Changing views about social capital and life satisfaction
25. There was a notable, and perhaps surprising, degree of stability in life satisfaction measures as assessed both before and after the recession in 2008. People in Scotland had high levels of satisfaction with their job, their family and personal life, their standard of living, and their life as a whole, and these measures have all held up strongly following the recession. Below average levels of life satisfaction were found among those who were permanently sick or disabled, the unemployed, those who were divorced or single and among both young people (aged 18-24) and older people (aged over 65).
26. Social connectedness, as measured by contact with, and reliance on, people in the local area was also fairly high, with three quarters of people in Scotland feeling that they have regular contact with people who live locally.

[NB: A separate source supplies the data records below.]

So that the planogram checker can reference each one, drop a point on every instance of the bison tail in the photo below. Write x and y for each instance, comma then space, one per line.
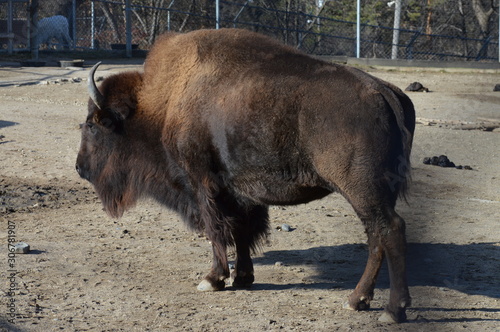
404, 113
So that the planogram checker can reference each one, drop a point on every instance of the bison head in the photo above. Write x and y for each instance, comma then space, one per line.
103, 157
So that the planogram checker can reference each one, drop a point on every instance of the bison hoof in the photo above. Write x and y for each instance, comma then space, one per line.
207, 286
242, 281
358, 304
391, 318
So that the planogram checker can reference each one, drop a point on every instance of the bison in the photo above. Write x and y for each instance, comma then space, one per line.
223, 123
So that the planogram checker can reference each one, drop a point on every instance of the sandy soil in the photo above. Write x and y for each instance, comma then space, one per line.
87, 272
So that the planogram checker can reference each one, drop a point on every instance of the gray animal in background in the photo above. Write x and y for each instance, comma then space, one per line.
54, 27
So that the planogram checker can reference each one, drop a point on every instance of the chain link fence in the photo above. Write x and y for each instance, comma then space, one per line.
14, 25
108, 25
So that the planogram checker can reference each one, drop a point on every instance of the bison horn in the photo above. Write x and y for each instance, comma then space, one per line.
94, 93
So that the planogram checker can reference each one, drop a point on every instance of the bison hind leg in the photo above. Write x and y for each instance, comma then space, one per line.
386, 237
251, 228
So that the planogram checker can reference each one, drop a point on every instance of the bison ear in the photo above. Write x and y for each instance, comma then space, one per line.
107, 119
126, 108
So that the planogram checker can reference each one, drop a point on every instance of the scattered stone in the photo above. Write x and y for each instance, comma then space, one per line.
443, 161
285, 228
21, 248
416, 87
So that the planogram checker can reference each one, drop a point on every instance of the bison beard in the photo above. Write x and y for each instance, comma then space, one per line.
224, 123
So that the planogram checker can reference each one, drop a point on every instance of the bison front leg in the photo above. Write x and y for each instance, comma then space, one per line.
215, 280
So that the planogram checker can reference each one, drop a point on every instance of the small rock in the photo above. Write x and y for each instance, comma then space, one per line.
21, 248
416, 87
286, 228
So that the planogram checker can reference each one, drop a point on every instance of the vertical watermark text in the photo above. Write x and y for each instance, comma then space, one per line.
11, 272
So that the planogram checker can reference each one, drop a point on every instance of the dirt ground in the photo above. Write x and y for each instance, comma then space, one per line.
87, 272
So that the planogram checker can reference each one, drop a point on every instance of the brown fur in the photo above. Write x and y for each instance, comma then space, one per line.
223, 123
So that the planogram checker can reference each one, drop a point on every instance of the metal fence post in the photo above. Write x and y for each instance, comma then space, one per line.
74, 24
34, 29
128, 27
217, 14
395, 33
358, 29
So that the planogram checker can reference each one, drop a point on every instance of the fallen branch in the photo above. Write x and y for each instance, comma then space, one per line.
485, 125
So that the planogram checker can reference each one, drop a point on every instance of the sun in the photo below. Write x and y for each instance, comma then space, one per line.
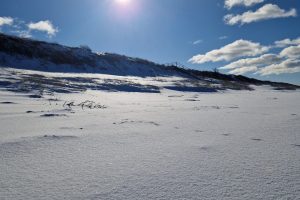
123, 2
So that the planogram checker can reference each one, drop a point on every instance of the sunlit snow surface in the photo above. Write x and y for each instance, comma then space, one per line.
168, 145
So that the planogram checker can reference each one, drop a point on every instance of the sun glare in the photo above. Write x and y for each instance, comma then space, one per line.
124, 2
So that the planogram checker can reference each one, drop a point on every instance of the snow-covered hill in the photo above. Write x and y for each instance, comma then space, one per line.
34, 58
36, 55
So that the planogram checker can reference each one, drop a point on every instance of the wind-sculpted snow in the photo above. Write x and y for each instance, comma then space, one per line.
225, 145
27, 54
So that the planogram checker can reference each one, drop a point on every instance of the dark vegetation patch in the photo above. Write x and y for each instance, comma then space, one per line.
82, 58
53, 115
7, 102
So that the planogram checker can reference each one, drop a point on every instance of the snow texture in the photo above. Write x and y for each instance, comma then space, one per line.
167, 145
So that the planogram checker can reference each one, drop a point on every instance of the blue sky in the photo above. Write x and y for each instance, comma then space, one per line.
242, 33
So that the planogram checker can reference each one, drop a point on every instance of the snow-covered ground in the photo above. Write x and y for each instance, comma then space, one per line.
168, 145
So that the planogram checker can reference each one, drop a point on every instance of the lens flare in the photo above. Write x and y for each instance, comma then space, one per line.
124, 2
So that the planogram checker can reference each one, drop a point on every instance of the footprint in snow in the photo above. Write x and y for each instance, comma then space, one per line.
256, 139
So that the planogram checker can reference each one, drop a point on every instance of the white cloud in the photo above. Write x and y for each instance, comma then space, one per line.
287, 42
287, 61
291, 52
231, 3
197, 42
237, 49
287, 66
243, 70
6, 21
44, 26
268, 11
266, 59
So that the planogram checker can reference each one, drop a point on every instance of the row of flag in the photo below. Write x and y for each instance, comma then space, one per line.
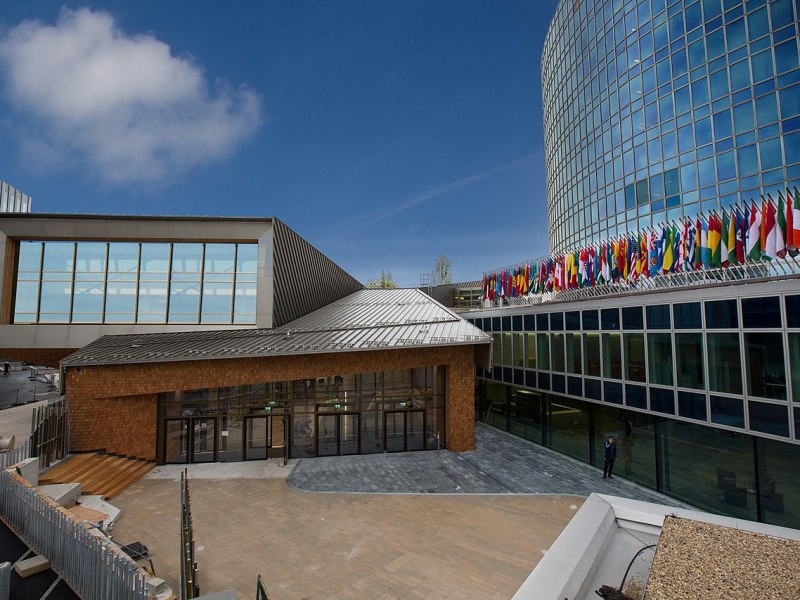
736, 236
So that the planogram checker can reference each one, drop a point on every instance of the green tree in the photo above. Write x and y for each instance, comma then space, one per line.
441, 270
385, 281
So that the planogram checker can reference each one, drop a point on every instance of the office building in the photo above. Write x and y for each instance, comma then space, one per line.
656, 112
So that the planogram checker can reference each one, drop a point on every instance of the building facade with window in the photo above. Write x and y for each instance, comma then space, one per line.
659, 109
654, 111
69, 279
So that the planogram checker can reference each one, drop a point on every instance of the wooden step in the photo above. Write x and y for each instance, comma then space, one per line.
99, 474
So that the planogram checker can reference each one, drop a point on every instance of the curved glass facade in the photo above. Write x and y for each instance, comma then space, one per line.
659, 109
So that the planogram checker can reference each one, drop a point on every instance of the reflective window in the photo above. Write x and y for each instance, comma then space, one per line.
690, 360
722, 314
768, 418
574, 363
634, 357
761, 312
530, 350
591, 354
128, 282
557, 352
612, 356
766, 375
659, 346
543, 351
724, 363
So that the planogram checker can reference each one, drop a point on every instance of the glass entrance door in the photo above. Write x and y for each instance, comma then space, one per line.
337, 434
176, 441
190, 440
264, 437
404, 430
204, 439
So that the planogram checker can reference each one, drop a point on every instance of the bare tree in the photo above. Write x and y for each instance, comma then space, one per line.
385, 281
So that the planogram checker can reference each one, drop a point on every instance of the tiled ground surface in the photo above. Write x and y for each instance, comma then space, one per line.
363, 546
501, 464
425, 525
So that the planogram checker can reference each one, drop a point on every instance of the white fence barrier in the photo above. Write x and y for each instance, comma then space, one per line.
85, 558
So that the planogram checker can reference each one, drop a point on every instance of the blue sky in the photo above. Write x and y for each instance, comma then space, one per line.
384, 133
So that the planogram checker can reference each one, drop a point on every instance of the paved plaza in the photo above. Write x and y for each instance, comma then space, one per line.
416, 525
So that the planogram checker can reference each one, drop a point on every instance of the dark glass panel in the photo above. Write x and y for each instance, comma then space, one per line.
768, 418
636, 396
662, 400
727, 411
687, 316
760, 313
692, 406
632, 317
658, 316
721, 314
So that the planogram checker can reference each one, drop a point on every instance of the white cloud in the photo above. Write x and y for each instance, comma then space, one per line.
121, 103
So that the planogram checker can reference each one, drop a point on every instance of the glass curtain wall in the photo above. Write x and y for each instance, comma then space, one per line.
400, 410
128, 282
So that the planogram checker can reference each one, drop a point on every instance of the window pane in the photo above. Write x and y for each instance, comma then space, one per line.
634, 357
794, 362
530, 347
612, 356
724, 363
727, 411
659, 346
690, 359
574, 353
766, 375
761, 312
722, 314
591, 354
543, 350
557, 352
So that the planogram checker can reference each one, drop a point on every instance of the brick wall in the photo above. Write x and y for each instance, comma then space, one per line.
43, 357
114, 407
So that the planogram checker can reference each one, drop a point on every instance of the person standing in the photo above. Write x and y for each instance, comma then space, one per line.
611, 456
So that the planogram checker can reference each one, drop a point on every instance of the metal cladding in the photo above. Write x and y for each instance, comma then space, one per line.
305, 279
364, 320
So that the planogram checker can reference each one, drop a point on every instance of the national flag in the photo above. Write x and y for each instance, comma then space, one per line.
730, 238
698, 244
741, 235
677, 247
668, 262
714, 240
723, 240
583, 267
780, 228
753, 243
795, 245
705, 249
768, 239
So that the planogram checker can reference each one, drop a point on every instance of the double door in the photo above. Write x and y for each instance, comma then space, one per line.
404, 430
190, 440
337, 434
196, 439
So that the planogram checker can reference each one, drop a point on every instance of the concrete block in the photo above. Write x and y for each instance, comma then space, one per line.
29, 469
66, 494
31, 566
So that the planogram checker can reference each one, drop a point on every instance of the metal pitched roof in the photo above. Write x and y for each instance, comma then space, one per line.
364, 320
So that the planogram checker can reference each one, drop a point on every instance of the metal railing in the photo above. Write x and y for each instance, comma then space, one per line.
17, 454
189, 586
49, 433
261, 591
93, 567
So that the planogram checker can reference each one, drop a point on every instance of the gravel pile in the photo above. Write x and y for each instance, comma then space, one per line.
702, 561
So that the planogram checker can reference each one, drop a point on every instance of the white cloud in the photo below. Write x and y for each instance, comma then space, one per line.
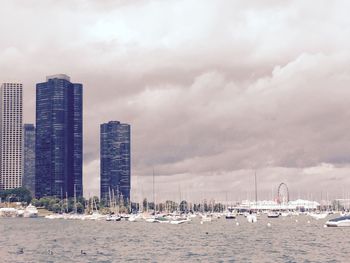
212, 89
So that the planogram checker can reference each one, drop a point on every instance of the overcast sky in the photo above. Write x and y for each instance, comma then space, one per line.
213, 90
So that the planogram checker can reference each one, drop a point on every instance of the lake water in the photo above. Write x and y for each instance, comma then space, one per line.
43, 240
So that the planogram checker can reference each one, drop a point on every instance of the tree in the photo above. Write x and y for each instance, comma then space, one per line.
20, 194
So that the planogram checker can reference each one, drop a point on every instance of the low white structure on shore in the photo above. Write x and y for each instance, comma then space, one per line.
273, 205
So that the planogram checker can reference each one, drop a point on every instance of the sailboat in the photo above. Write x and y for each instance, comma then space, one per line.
252, 217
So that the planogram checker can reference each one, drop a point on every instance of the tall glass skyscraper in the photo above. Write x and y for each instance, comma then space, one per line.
29, 158
11, 158
59, 140
115, 160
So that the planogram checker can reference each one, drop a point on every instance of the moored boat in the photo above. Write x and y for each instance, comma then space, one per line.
31, 211
273, 214
343, 221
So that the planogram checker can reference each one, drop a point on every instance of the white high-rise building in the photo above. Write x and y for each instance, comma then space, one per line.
11, 133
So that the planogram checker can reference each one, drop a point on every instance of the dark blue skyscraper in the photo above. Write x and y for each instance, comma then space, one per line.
115, 160
59, 141
28, 180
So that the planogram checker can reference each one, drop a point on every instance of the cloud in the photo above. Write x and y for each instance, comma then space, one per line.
213, 90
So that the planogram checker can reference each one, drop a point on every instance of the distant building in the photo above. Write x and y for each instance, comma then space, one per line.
59, 137
11, 136
115, 160
29, 158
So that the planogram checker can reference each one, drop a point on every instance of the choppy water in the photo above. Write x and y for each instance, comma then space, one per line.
42, 240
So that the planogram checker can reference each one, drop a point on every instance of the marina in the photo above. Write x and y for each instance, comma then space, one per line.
285, 239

27. Participation in activities which have a 'civic' dimension was widespread in Scotland, with an increase in both active (e.g. attending a protest, or contacting an MP or MSP) and more passive, or socially distant, activities (e.g. signing a petition, giving money to a campaign) since 2009. The degree of social trust which exists (i.e. the extent to which people feel that others can be trusted) was, however, low by comparison, with almost half of the people in Scotland (46%) feeling that 'you can't be too careful in dealing with people'. The levels of social trust were even lower when first measured in 2000 (when 53% said 'you can't be too careful in dealing with people') but have remained fairly constant (between 44% and 46% selecting this statement) when asked on four occasions between 2004 and 2013.
28. Both social connectedness and social trust were found to be quite strongly associated with life satisfaction, with those who were least socially connected, and those least trusting of others, having lower life satisfaction than others.